Useful Tools For Data Journalists

27 February 2014

Author: cristina

Useful Tools For Data Journalists


On February 13 2014, a group of around 20 individuals, most of whom were journalists, activists, students, and programmers, gathered in the central Tbilisi office of JumpStart Georgia for a screening of the documentary film Our Currency is Information, created by the Tactical Tech Collective; a US based non-governmental organization dedicated to the use of information in activism. The film was part of a three-part series called Exposing the Invisible that explores a variety of tools that investigative journalists, data analysts, and information activists can use to fight organized crime and corruption both in their communities and internationally.


Our Currency is Information features the work of Paul Radu, a Romanian investigative reporter with the Organized Crime and Corruption Reporting Project who specializes in investigating international organized crime networks. In order to simplify the very complex process necessary to track the flow of money across borders, Radu and his team created the Visual Investigative Scenarios. Similar to JumpStart, Radu understood the necessity of communicating complex information visually in order to make it more easily understandable. By mapping criminal networks, the VIS allowed Radu and his team to understand and analyze the large quantities of data available. The tool maps elicit deals, offshore companies held by politicians, and other data that provides evidence to support the journalists’ stories. But the tool was not only created to assist journalists. It also helps to raise awareness among the general population about the illicit deals that take place across borders that could have an effect on communities locally. The journalists hope that if more people are aware of how these illegal activities affects them, they will put pressure on local officials to crack down on them.  


After the film, the group gathered in JumpStart’s office participated in a lively round table discussion to share their impressions about the documentary and the way a tool like the VIS could be used in Georgia. While the spectators raised a variety of important questions, there was a general consensus within the group that tools that visualize large quantities of data are both useful and necessary for anyone interested in conducting serious investigative reporting. A lot of the data made available to journalists is not organized for analysis, visualization, or uncovering stories, so journalists have to learn to use a variety of tools to gather information and make it consumable. JumpStart’s data journalist Nino Macharashvili, for example, uses a variety of technologies to analyze the large data sets which are the foundation of the information visuals that JumpStart publishes each month.


With this in mind, here are just a few examples of the lesser known resources that data journalists and information activists can use to gather, analyze and visualize data.


1.       The Investigative Dashboard:  Relaunched in October 2013, the investigative dashboard is a research tool to help journalists get access to business records around the world. Created by the Global Investigative Journalism Network with the help of Google Ideas, the Investigative Dashboard features a crowd-sourced database, put together by dozens of reporters and civic hackers, which contains company registration records and other similar public information. The ID also serves as a portal to more than 400 online databases in 120 jurisdictions where you can search for information on individuals and corporations worldwide.


2.  Open Corporates:  Is a website that provides consolidated information about corporations in a place that is easy to access by anyone. It currently provides information about 211,653 different legal entities in 173 countries worldwide, but its main target is to have a URL for every company in the world. While this may seem like a lofty goal, since its creation in 2010 the site has grown from including information about a few million companies to including information from over 75 jurisdictions and 55 million companies, and they are adding more each week.  For the more data-oriented and tech savvy users, the website also provides access to the raw data and the page’s API.


3.       Google Fusion Tables: This online database, which anyone with a Gmail account can find in their Google drive, is perfect for filtering and summarizing data across hundreds of rows. After you have sorted through your data, you can chart, map, network graph, custom layout, and easily embed or share what you’ve created. Moreover, Google Fusion Tables is also useful for producing quick and detailed maps, especially those where you need to zoom in. It produces visuals with the same high resolution as Google maps, but it can open a large quantity of data, including up to 100mb of CS. Moreover, all of the data entered into Google Fusion Tables is stored in Google drive, so you can easily use it to work on collaborative projects.  

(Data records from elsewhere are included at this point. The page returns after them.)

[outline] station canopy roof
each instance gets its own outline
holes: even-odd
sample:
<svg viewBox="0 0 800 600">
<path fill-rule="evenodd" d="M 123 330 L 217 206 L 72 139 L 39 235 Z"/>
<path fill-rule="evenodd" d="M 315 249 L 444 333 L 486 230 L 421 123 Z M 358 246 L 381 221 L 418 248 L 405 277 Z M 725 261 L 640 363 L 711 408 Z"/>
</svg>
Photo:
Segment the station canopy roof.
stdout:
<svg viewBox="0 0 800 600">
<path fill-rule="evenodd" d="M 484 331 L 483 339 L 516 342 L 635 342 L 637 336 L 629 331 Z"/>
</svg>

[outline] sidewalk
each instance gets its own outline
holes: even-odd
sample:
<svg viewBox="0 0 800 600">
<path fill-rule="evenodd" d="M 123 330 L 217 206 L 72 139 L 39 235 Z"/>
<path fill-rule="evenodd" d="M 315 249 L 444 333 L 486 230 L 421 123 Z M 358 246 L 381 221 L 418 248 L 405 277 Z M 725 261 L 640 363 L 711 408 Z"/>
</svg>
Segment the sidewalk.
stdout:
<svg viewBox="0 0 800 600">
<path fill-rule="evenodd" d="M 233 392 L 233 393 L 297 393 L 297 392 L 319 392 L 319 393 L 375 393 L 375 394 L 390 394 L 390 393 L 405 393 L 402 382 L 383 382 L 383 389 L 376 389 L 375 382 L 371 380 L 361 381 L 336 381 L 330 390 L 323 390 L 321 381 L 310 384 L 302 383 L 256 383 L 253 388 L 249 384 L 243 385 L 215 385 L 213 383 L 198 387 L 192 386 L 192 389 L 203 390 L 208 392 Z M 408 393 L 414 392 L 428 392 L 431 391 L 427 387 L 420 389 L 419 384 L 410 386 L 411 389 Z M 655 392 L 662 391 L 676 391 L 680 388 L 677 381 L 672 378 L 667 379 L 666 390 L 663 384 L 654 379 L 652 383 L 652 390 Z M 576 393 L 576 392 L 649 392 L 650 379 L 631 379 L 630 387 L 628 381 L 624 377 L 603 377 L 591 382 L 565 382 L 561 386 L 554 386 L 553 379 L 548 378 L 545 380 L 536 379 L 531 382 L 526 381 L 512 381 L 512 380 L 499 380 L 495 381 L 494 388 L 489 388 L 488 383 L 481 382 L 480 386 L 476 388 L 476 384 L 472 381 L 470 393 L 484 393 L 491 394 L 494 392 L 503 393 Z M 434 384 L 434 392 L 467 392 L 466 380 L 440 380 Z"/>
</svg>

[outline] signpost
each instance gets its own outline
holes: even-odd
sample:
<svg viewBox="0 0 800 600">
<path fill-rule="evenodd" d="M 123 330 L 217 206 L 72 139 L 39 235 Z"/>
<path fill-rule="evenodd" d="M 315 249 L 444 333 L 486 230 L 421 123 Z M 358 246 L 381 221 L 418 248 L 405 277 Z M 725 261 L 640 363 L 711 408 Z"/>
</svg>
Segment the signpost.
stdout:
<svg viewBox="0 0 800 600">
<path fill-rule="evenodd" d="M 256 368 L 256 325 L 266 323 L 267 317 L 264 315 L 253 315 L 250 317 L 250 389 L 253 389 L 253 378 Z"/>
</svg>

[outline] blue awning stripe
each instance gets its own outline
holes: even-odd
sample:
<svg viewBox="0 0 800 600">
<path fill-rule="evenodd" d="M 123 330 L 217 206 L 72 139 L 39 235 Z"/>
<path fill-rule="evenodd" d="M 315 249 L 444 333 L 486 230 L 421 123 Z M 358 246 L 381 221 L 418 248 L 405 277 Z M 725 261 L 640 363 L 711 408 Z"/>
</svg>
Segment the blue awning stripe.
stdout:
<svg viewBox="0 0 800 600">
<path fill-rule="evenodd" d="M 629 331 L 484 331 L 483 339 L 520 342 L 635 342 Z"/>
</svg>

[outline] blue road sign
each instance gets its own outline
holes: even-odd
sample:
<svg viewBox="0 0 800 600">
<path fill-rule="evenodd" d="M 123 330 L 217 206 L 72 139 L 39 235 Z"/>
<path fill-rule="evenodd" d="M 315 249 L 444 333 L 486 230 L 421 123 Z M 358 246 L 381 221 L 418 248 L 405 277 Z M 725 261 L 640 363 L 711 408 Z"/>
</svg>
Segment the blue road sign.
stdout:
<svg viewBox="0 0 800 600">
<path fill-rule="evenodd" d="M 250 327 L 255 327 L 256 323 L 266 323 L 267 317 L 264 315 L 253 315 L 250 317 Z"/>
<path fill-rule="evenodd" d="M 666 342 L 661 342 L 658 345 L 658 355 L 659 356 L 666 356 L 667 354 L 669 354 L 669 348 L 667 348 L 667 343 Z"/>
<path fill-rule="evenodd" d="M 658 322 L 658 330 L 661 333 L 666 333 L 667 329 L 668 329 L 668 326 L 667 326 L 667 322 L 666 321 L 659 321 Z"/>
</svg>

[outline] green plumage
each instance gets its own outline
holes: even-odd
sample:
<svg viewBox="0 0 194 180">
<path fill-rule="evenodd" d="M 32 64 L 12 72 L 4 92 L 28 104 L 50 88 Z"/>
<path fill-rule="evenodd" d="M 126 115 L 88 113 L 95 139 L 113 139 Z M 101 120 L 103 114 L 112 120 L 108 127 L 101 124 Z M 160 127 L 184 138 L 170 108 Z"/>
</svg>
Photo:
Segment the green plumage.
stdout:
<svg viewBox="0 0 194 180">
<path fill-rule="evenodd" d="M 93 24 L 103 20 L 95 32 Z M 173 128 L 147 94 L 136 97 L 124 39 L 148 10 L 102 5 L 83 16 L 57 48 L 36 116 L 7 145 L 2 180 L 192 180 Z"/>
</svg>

4.       SQL:  Several relational database management systems exist, including PostgreSQL and MySQL, that use the standard query language (SQL) that is useful when your data is stored on multiple spreadsheets or in multiple tables or when you want to join very large data sets to query. SQL allows you to describe exactly the subset of data you want to extract and the exact changes you want to make, and it allows you to perform these queries across related data sets. You can also save your commands as a script, so you can document everything you’ve done with the data and automatically repeat those steps on a future data set.


Since these are just a few of the tools that will help data-driven journalists and activists to gather, store, analyze and visualize their data, we will continue this discussion on useful tools, by hosting a screening of the second two films in Tactical Tech’s series, From My Point of View, which covers DIY investigations of war in Syria, Lebanon and Palestine, and Unseen War, exploring the physical, moral, and political invisibility of US drone warfare in Pakistan. Join us on Thursday 6 March to participate in the discussion.